Quantcast

Así quedará la herencia de la Duquesa de Alba

Cayetana Fitz-James Stuart, la Duquesa de Alba, posee un gran carisma y trayectoria como jefa de una de las mayores fortunas de España, la Casa de Alba. El tema de las herencias suele ser un motivo de disputas familiares, y más cuando el patrimonio es tan grandioso, por eso la suya quedó escrita ante notario, rodeada de su familia, hace tres años, cuando tenía 85.

La vida de Doña Cayetana siempre ha estado marcada por su pertenencia a la alta aristocracia española, a la casa nobiliaria de Alba, una de las más antiguas de nuestro país, se remonta al siglo XIV, y que más títulos regenta debido a casamientos y herencias a lo largo de estos siglos. Cayetana se convirtió en la tercera mujer en dirigirla en sus más de 500 años de historia y el inmenso patrimonio que tiene es tan grande y valioso que tuvo que dejar por escrito 'el qué y a quién' nada más contraer matrimonio con Alfonso Díez. Los hijos se oponían y ella decidió distribuir su fortuna.

En el año 2011 se calculó que el patrimonio de la Casa de Alba estaba en torno a los 3.000 millones de euros, repartidos entre palacios y castillos, joyas, terrenos, obras de arte o acciones en bolsa y títulos nobiliarios, de los que 2.000 pertenecen a la gestión de esta, y el resto a la Duquesa.

En cuanto a la repartición, la parte legítima que corresponde proporcionalmente a los hijos de la duquesa sería dividida entre los seis a partes iguales, dejando un total de 55,5 millones de euros para cada uno, sumados a otros de la parte de mejora que dispone como ella quiera.

En cuanto a títulos, la gran mayoría irán a parar al primogénito mayor, Carlos Fitz-James, actual Duque de Huéscar, quién será el heredero de la gestión de la casa que regenta su madre, además de diversos palacios como el de Liria y Moterrey.

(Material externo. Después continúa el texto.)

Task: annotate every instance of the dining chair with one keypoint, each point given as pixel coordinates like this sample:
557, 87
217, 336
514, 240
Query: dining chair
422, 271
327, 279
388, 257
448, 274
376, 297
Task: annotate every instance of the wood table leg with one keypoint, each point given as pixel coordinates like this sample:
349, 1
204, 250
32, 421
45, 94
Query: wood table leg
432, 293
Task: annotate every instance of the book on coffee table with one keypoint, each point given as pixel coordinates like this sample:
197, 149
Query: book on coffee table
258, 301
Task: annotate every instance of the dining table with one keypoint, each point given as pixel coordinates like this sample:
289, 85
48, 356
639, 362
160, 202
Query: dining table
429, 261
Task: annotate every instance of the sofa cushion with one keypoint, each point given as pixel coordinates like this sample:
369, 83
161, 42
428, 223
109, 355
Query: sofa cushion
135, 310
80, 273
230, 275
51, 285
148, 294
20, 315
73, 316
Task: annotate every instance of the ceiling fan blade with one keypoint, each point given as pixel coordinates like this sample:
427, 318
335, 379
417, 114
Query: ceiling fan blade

El hijo de éste será, Fernando, será el propietario del amado Palacio de Dueñas donde actualmente reside, una finca de 9.452 metros cuadrados.

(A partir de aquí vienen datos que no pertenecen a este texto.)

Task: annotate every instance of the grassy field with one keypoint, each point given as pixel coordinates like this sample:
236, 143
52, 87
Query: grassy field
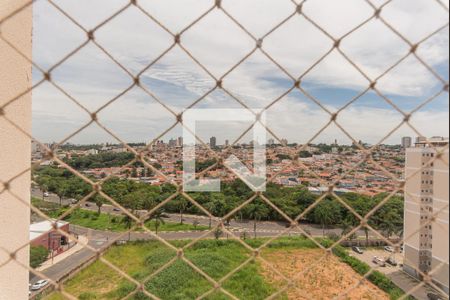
93, 220
217, 258
179, 281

El resto de inventario del increíble patrimonio de la duquesa corresponderá a cada uno de sus seis hijos, Alfonso Martínez de Irujo, Jacobo Fitz-James Stuart, Fernando Martínez de Irujo, Cayetano Martínez de Irujo, Eugenia Martínez de Irujo, Carlos Fitz-James Stuart, y sus ocho nietos. La Duquesa de Alba dejó la parte de libre disposición como donativos a asociaciones benéficas.

¿VENCIÓ EL AMOR AL DINERO?

“Alfonso no quiere nada, ha renunciado a todo. No me quiere más que a mí”, decía la aristócrata en palabras a la cadena Cope hace tres años. Él renunció a batallar con los seis herederos por los bienes y en las capitulaciones del matrimonio entre ambos renunció a cualquier tipo de pensión, derechos u honores, así como al usufructo que pudiera corresponderle de la parte legítima.

Pero el funcionario solamente manifestó su voluntad a la renuncia, por lo que, en el momento de la muerte de su mujer, puede hacerla efectiva, o no. Un pacto que apaciguó los ánimos entre los hijos de Doña Cayetana, quienes no confiaban en que el matrimonio se había consumado por amor. Todo parece indicar que no habrá tormenta de riqueza en la familia aristocrática y noble de la Casa de Alba.